10. Feitas essas considerações gerais acerca dos procedimentos fiscais para operacionalização do retorno da mercadoria não entregue em decorrência de recusa no recebimento por parte do destinatário, e respondendo o questionamento realizado pela Consulente, ressalta-se que o regulamento paulista do ICMS não define prazo “de validade” para a Nota Fiscal ou limite de tempo para que a empresa transportadora mantenha as cargas em sua posse até a efetiva saída de seu estabelecimento em retorno ao remetente original das mercadorias. Dessa forma, depreende-se que a mercadoria pode permanecer no estabelecimento da Consulente (transportadora) pelo tempo necessário e inerente a sua prestação de serviço de transporte, independendo da data de emissão da Nota Fiscal ou do CT-e emitido para a prestação.
11. Portanto, não havendo prazo legal para estadia, essa pode se dar, a princípio, pelo tempo que se fizer necessário para a correta consecução da prestação do serviço de transporte. Contudo, há de se advertir que a estadia não pode ser utilizada para desvirtuar a natureza jurídica do serviço de transporte e encobrir o negócio jurídico efetivamente ocorrido. Sendo assim, a estadia deve ser, não só por tempo razoavelmente curto, como, sobretudo, inerente à prestação do serviço de transporte.

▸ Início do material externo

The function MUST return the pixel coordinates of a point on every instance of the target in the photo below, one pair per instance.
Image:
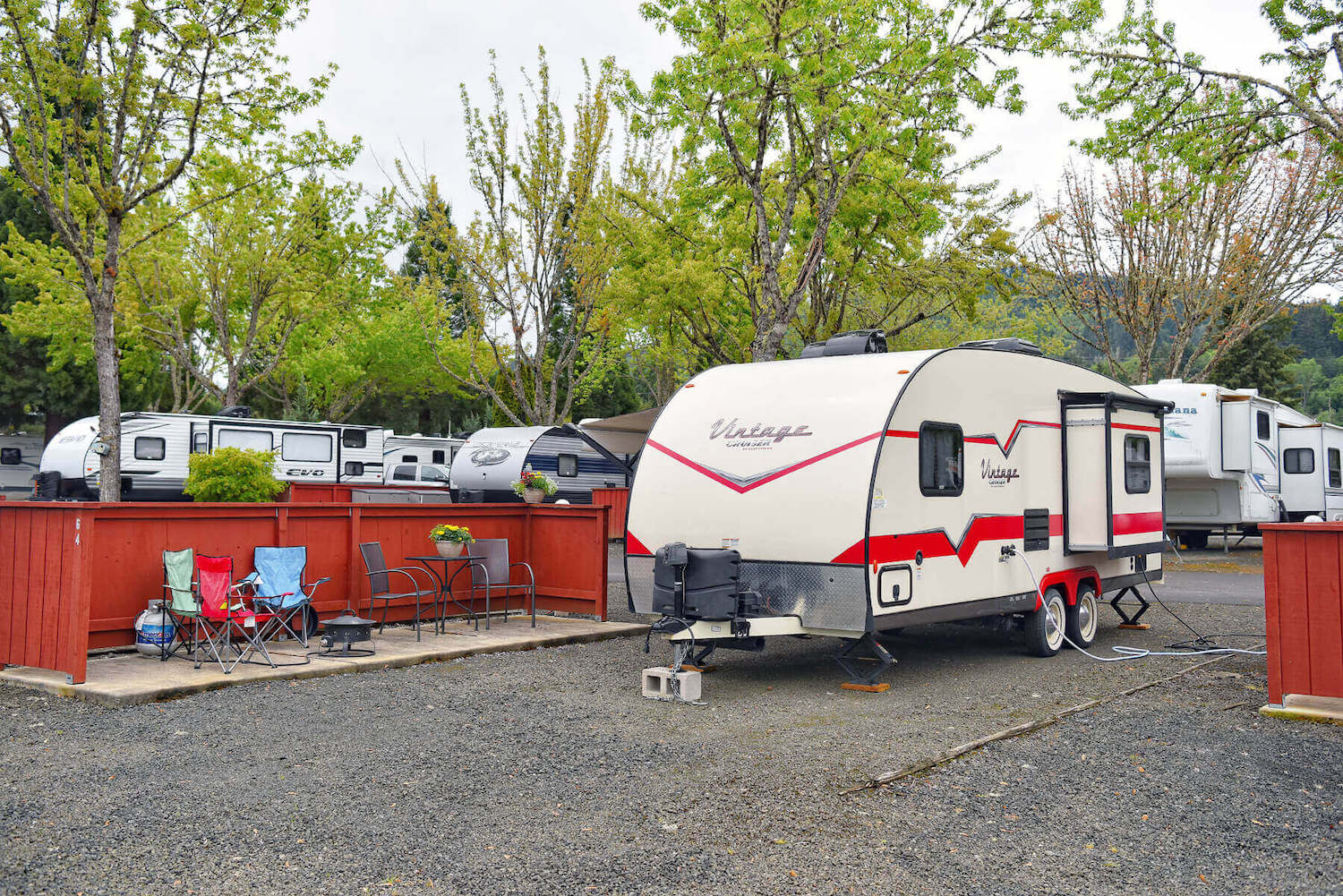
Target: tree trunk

12. Frisa-se, ainda, que, se houver cobrança de estadia, este valor fará parte da base de cálculo do ICMS, bem como qualquer outro valor cobrado do tomador, e deverão constar do CT-e emitido para a prestação do serviço.
13. Por fim, sem embargo de todo o exposto, cumpre registrar que, se chamada à fiscalização, caberá a Consulente a comprovação por todos os meios de prova em direito admitidos da situação fática efetivamente ocorrida, nos termos expostos na presente consulta. Por sua vez, a fiscalização poderá, em seu juízo de convicção para verificação da materialidade da prestação, se valer de indícios, estimativas, análise de operações pretéritas, dentre outros elementos que entenda cabíveis. Assim, recomenda-se à Consulente que mantenha controles e demonstrativos claros passíveis de apresentação ao fisco.